Le Blanc’s presentation of LD’s struggle against Stalinism, Fascism and Capitalism during the difficult exile years is remarkable. My main disagreement concerns his argument that Trotsky produced no theoretical innovations. Criticizing my account of the origins of the theory of permanent revolution (in the book The Politics of Uneven and Combined Development, London 1981, Chicago 2010) he argues that the same basic approach can be found already in Parvus, Rosa Luxemburg, Franz Mehring, and, of course, Karl Marx. Well, it is certainly true that the idea of “permanent revolution” appeared already in some of Marx’s writings, such as the Circular Letter to the Communist League (March 1850) – curiously enough, never mentioned by Trotsky – but Parvus, Rosa Luxemburg and others, while hoping for the establishment of a revolutionary worker’s government in Russia, did not consider the possibility of an anticapitalist, i.e. socialist, development of the future Russian revolutionary process. Lev Davidovitch was the only one to advance, already in 1905-1906, such a “heretical” proposition. I’m surprised that Le Blanc hardly mentions Results and Prospects (1906), a unique document that not only foresaw, with astonishing precision, the “permanentist” dynamics of the Russian Revolution, but also anounced the opening of a new historical period of revolutions in the capitalist periphery, which would unfold throughout the 20th century.

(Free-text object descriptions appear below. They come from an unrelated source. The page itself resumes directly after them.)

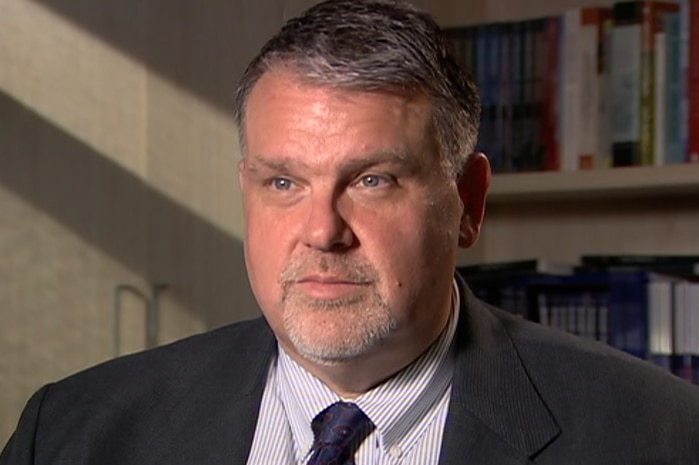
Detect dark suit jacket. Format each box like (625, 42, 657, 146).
(2, 285, 699, 464)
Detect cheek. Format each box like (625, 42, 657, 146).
(244, 207, 292, 303)
(373, 195, 460, 288)
(358, 203, 452, 283)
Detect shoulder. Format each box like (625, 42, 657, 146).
(488, 304, 699, 444)
(2, 317, 275, 464)
(492, 304, 692, 383)
(461, 300, 699, 461)
(33, 317, 275, 431)
(50, 316, 274, 398)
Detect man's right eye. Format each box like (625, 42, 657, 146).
(271, 177, 294, 190)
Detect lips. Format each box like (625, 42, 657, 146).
(293, 275, 370, 299)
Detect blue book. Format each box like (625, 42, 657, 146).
(488, 23, 504, 172)
(464, 267, 689, 368)
(679, 0, 690, 160)
(475, 24, 490, 157)
(509, 21, 524, 172)
(496, 23, 512, 173)
(664, 11, 684, 163)
(607, 270, 651, 359)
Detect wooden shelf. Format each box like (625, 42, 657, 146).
(488, 164, 699, 204)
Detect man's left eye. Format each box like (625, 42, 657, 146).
(358, 174, 389, 188)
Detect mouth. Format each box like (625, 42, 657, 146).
(292, 275, 371, 300)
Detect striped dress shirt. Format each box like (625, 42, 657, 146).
(246, 279, 459, 465)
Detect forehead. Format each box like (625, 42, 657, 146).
(243, 69, 436, 163)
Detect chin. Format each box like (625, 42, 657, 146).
(284, 308, 398, 366)
(289, 335, 384, 366)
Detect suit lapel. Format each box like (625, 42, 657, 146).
(152, 318, 277, 465)
(439, 283, 561, 465)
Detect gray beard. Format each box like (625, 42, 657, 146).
(282, 288, 398, 365)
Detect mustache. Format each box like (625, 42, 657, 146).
(279, 254, 378, 286)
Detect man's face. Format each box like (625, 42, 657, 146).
(240, 70, 465, 367)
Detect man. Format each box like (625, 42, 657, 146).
(2, 0, 699, 464)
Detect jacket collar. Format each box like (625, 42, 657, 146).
(439, 278, 560, 464)
(155, 318, 277, 464)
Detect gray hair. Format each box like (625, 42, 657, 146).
(233, 0, 480, 178)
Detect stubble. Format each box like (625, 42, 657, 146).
(279, 254, 398, 365)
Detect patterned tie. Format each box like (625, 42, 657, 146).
(307, 401, 375, 465)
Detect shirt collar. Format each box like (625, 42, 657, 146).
(276, 278, 460, 461)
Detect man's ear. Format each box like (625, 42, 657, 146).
(238, 158, 247, 191)
(457, 152, 491, 248)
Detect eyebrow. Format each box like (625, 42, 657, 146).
(246, 149, 418, 175)
(245, 156, 310, 174)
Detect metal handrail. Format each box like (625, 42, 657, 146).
(113, 283, 168, 357)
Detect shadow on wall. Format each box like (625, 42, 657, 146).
(0, 89, 259, 329)
(30, 0, 290, 118)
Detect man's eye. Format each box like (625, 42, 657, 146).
(271, 177, 294, 190)
(359, 174, 388, 188)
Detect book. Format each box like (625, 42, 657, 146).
(460, 259, 577, 320)
(672, 281, 699, 381)
(529, 18, 548, 171)
(689, 0, 699, 162)
(543, 15, 562, 171)
(610, 1, 680, 166)
(654, 15, 668, 165)
(664, 11, 684, 164)
(560, 7, 612, 171)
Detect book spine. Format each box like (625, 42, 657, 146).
(475, 25, 490, 157)
(611, 2, 643, 166)
(640, 2, 655, 166)
(500, 23, 514, 172)
(689, 0, 699, 162)
(520, 20, 537, 171)
(665, 12, 684, 164)
(647, 280, 674, 369)
(561, 9, 581, 171)
(598, 14, 614, 168)
(490, 24, 504, 172)
(655, 17, 667, 165)
(643, 2, 681, 165)
(531, 18, 548, 171)
(580, 8, 611, 170)
(510, 21, 524, 172)
(615, 271, 651, 359)
(680, 0, 690, 162)
(544, 15, 561, 171)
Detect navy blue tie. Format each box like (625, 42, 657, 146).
(307, 401, 375, 465)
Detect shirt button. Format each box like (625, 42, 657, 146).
(389, 445, 402, 458)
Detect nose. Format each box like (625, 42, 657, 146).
(301, 190, 354, 251)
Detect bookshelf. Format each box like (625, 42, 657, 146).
(441, 0, 699, 268)
(441, 0, 699, 384)
(489, 164, 699, 204)
(461, 163, 699, 266)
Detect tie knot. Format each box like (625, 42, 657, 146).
(308, 402, 375, 465)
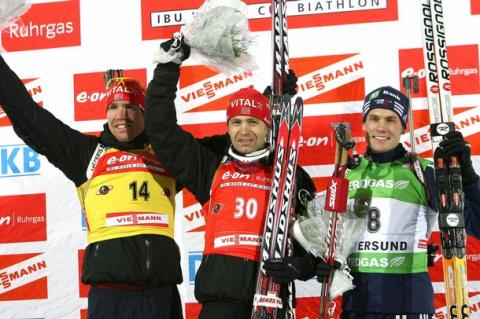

In general, Le Blanc emphasizes “the unoriginality in Trotsky’s thought”, who “only sought to remain true to the old revolutionary perspectives”. I would plead for a dialectical approach: LD both “remained true to the old perspectives” and developped decisive new and creative theories. I think this applies not only to Lev Davidovitch but to revolutionary Marxism in general : it is a thought in movement, in constant transformation and evolution, in order to deal with new historical phenomena. This applies to Lenin’s theory of imperialism as well as to Trotsky’s theory of permanent revolution, or to his analysis of Fascism and Stalinism. One could perhaps argue that the Marxist method is the same “old revolutionary “one, but in fact the interpretation of the method also changes. To give one exemple : Lenin’s understanding of Marxism is not the same in Materialism and Empiriocriticism (1909) and in his Philosophical Notebooks (191-15), after the discovery of Hegel’s Logic...

Le Blanc doesn’t only discuss political ideas, he also deals, with much sensitivity, with LD’s personal relations: with his life companion, Natalia Sedova, with Lyova, his beloved son – who complained, at some moment,s of his father’s “lack of tolerance and rudeness” – with Diego Rivera, with Frida Kahlo – the short-lived romance – with Alfred and Margueritte Rosmer, his nearest personal friends, even (or because !) they did not belong to his organization, and many others.

Le Blanc ends his book with a thoughtful assessment of Trotsky’s intellectual and political legacy, without necessarily taking sides in the various controversies among his followers – for instance, on the nature of the USSR : worker’s state, state capitalism, or bureaucratic collectivism? The quote from Perry Anderson at the conclusion seems a fair assessment : the Trotskyst tradition deserves to be studied and “it may surprise future historians with its resources”.